In this context, the government of the DRC committed to implement the EITI to attract foreign direct investment to revive the mining sector and ensure that revenues are well managed for the benefit of all citizens. Apart from a slight decrease in 2009 due to low commodity prices, EITI Reports have covered nine financial years (2007-2016) and shown a steady increase in government revenues, except for a small decrease in revenues in 2016. Revenues collected in the mining sector surpassed that of the oil and gas sector in 2010, when 63% of the USD 875 million came from mining companies. In 2015, the extractive sector generated USD 1,7 billion, 82% of which came from the mining sector. In 2016, the sector generated USD 1,13 billion, 90% of which came from the mining sector. The extractive sector accounted for 98,04% of exports from the DRC in 2016.
Beyond reporting companies payments, the EITI DRC has adopted innovative approaches to beneficial ownership, expanding EITI reporting to the artisanal and small-scale mining and forestry sectors, and automating online reporting by companies and government entities. EITI reporting has also allowed to shed light on key thematic issues, such as the infrastructure provisions put in place by the SICOMINES project. In 2018, DRC EITI published a standalone report on state-owned entreprises based on a review of the nine SOEs' financial statements, providing information on revenues collected by these entities.
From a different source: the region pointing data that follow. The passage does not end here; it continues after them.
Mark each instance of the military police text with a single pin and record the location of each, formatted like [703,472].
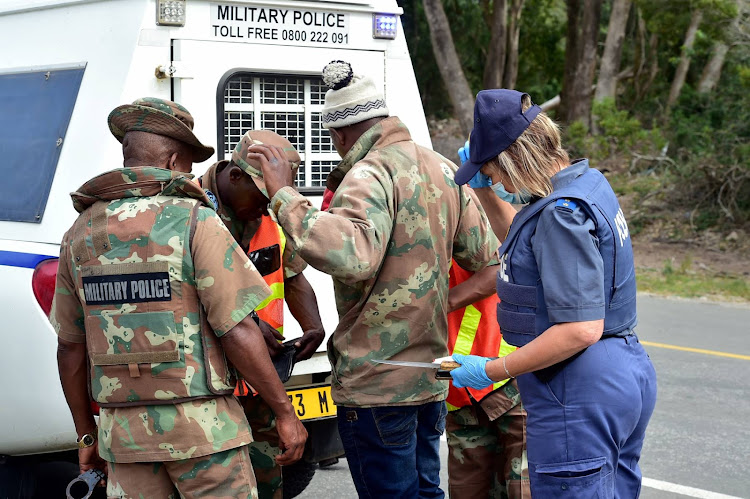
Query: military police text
[278,25]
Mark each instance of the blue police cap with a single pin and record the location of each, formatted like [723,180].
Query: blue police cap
[498,122]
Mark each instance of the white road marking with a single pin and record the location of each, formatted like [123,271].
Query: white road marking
[684,490]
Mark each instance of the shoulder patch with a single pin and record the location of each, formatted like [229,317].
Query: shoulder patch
[566,204]
[212,197]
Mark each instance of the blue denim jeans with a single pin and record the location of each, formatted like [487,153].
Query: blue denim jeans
[393,451]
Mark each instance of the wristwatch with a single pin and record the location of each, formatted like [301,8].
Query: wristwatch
[86,440]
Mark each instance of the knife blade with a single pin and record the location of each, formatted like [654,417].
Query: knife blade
[444,368]
[428,365]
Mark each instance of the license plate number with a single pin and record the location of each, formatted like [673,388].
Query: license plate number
[312,403]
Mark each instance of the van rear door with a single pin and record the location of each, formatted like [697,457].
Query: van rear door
[235,87]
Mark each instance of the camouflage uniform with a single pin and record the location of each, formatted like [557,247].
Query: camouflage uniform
[265,445]
[487,447]
[199,440]
[395,220]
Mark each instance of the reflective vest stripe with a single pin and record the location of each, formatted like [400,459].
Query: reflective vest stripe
[270,310]
[467,331]
[473,330]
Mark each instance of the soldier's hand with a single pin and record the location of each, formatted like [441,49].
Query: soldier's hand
[88,458]
[277,170]
[308,343]
[292,437]
[272,337]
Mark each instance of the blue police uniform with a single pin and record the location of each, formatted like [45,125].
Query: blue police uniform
[568,258]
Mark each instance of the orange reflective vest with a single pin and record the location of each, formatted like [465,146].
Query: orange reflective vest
[268,235]
[269,238]
[473,330]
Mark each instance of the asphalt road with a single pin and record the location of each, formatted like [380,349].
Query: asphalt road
[698,441]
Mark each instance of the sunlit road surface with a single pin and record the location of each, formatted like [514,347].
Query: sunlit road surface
[698,442]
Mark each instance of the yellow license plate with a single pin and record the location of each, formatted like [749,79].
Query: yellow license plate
[312,403]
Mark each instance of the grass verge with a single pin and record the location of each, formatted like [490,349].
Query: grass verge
[689,284]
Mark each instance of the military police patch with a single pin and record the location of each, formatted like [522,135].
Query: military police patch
[129,288]
[126,283]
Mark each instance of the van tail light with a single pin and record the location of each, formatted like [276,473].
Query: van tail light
[43,283]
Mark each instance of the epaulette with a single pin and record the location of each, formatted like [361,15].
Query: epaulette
[567,204]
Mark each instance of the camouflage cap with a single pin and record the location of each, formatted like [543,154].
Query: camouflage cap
[252,168]
[159,116]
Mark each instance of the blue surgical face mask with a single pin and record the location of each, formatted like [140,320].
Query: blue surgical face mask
[522,197]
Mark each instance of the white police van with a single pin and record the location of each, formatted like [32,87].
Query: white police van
[236,65]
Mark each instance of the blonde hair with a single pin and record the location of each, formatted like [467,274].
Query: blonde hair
[534,157]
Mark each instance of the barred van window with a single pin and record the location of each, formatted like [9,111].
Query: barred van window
[290,106]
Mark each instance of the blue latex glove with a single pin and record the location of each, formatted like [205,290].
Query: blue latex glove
[478,180]
[472,372]
[463,153]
DRC EITI and stakeholders engaged in the process were instrumental in including provisions related to transparency in the revised Mining Code, published in March 2018. Routine disclosures through government systems are improving, especially in the mining sector. The Ministry of Mines website provides links to over 140 contracts, as well as detailed production and export data for 2011-2018. The Ministry of Finance publishes monthly revenues collected by the government from the exploitation of natural resources.